Numerical Experiments
Fine-Tuning Stable Diffusion 1.5
TM is deployed for reward maximization fine-tuning of Stable Diffusion 1.5 using the ImageReward function. Notably, the method does not require scaling the reward or derivative information. Performance is evaluated against state-of-the-art baselines (Adjoint Matching, DRaFT, DPO, ReFL) on CLIPScore, HPSv2, and DreamSim in addition to the reward objective. The results show strong improvements in reward alignment (+0.23 over base), CLIPScore, and human aesthetic preference scores, even without reward amplification, while also yielding competitive sample diversity.























Figure 2: Paired image samples for multiple prompts: Base vs. Tilt Matching, illustrating significant visual improvement in prompt adherence and photorealism.


































Figure 3: Uncurated paired samples, Base vs. Tilt Matching. Consistent qualitative improvements, even outside cherry-picked settings.
Boltzmann Sampling: Lennard-Jones Potentials
TM achieves state-of-the-art effective sample sizes (ESS) and Wasserstein metrics on the well-studied LJ-13 and LJ-55 benchmarks. Using temperature annealing from a high-T prior, TM produces samples with distributional properties nearly indistinguishable from ground truth MD data.


Figure 4: Comparison of TM samples to ground truth: interatomic distances and energy distributions match target closely.
Ensemble ESS and histogram-based Wasserstein-2 metrics confirm both the sampling efficiency and statistical accuracy benefits of TM, surpassing methods such as DDS, iDEM, and recent adjoint-based samplers.
Methodological Implications
TM generalizes and unifies reward-fine-tuning and distribution-matching flows, while circumventing key practical limitations of prior techniques. Key features include:
- No requirement for differentiable rewards (can optimize non-smooth human or black-box objectives).
- No need for backpropagation through simulation or differentiating trajectories, enhancing scalability to large models and long time horizons.
- Inherits regularity from base interpolant transportation, making neural regression robust and efficient.
- Variance reduction provably over weighted estimators, leading to improved sample efficiency and training stability.
The applicability extends across molecular and condensed matter simulation (Boltzmann sampling), generative image models, and settings where user feedback (as reward, preference, or other human-aligned signals) guides model update.
Limitations and Future Directions
While discretization-free ITM resolves several pathologies in flow-based model fine-tuning, cumulative regression error and representation bottlenecks may remain for high-dimensional or multi-modal rewards.
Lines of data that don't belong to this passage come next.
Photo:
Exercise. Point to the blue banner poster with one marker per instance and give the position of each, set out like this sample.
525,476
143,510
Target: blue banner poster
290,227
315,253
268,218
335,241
The method’s efficacy with non-convex or adversarially misaligned rewards, and its sample efficiency for very large-scale generative models, warrant further investigation. Future advancement may explore:
- Online adaptation and meta-learning for reward-driven dynamics.
- Extensions to non-exponential family tilts or more general distribution-matching objects.
- Scalable implementations leveraging distributed, amortized estimators.
- Integration with RLHF/LLM reward modeling for large-scale text and multimodal generation.
Conclusion
Tilt Matching introduces a theoretically grounded, computationally efficient framework for generative model fine-tuning under reward tilts, rigorously bridging optimal transport, SOC, and practical deep learning regression. The approach supports rapid transfer from existing generative samplers to reward-aligned models for both scientific and creative tasks, with guarantees of variance efficiency and convergence. TM marks a significant contribution to the algorithmic toolbox for scalable, gradient-free optimization of dynamical generative models.